Reputation: 11
I am writing code in C and Assembly x86-64bit, I compile on Ubuntu 16.04 using NASM and gcc.
I have a label in assembly called _sum. I call _sum and send a char* containing number only (for example: "87") and it is received by the register "rdi". When I perform the following:
mov rbx, [rdi]
inc rdi
mov rcx, [rdi]
I notice that register rbx contains the hex value of all the digits linked together, (in the previous example: rbx has 0x3738 and rcx has 0x37). How can I make it that each time [rdi] contains only the value of the current digit (0x38) and not all the digits linked?
Upvotes: 1
Views: 75
Reputation: 4562
If you use 32- or 64-bit move to register, you'll definitely get values of 4 or 8 bytes starting with the pointed byte, not only a requested one.

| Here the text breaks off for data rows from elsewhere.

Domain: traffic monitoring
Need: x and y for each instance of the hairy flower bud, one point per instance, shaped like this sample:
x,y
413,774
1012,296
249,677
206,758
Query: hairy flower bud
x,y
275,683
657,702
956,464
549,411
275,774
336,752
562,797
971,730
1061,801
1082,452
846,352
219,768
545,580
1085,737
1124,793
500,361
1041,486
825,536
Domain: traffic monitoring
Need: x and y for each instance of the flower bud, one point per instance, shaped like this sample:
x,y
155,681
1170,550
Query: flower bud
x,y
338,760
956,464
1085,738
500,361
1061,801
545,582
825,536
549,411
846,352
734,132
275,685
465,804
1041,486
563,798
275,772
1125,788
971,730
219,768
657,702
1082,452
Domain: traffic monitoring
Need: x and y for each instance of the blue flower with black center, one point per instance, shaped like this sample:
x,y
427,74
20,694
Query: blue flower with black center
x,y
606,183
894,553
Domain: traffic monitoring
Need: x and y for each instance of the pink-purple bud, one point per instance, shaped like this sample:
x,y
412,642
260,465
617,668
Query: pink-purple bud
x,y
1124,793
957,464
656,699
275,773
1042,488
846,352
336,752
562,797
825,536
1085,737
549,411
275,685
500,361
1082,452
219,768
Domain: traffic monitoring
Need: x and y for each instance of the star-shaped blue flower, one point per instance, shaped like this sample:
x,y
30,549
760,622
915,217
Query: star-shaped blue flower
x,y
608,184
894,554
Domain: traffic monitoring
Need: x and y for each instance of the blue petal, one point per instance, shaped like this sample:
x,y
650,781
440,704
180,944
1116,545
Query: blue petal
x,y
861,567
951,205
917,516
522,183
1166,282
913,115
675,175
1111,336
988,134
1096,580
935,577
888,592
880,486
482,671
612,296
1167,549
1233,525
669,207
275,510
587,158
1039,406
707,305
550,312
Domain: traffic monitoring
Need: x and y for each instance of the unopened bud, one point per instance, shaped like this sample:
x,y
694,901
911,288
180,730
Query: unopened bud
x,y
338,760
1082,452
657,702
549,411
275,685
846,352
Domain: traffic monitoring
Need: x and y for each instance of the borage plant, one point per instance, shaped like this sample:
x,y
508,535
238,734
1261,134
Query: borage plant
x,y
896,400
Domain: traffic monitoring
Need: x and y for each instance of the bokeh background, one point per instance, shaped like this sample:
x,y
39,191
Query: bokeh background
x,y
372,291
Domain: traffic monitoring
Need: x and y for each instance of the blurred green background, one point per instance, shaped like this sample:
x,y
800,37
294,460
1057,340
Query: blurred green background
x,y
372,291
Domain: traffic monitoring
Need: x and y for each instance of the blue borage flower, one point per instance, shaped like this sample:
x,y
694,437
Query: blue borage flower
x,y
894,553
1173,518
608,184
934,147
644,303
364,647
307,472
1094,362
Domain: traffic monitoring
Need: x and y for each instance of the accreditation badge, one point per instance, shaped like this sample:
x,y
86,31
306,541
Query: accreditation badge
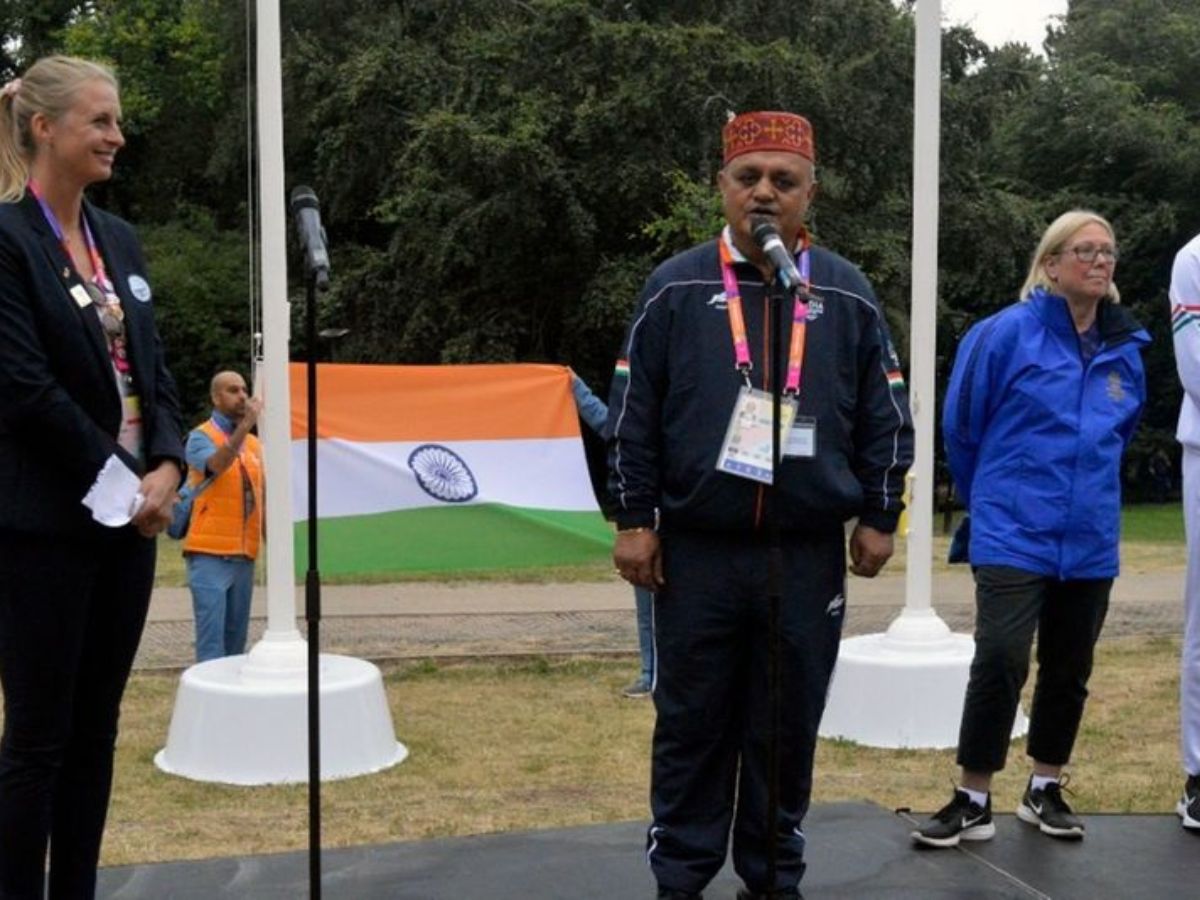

The simplest variant is to use zero padding extension instruction, like:
movzx ebx, byte [rdi]
Note that filling ebx with some value automatically causes clearing of upper 4-byte half of rbx, so, this is the same as calling movzx
to rbx
. But, sign-extension requires an explicit r**
argument.
There are alternatives, like:
xor ebx, ebx
mov bl, [edi]
or:
mov bl, [edi]
and ebx, 0ffh
but all they are less efficient on any modern processor.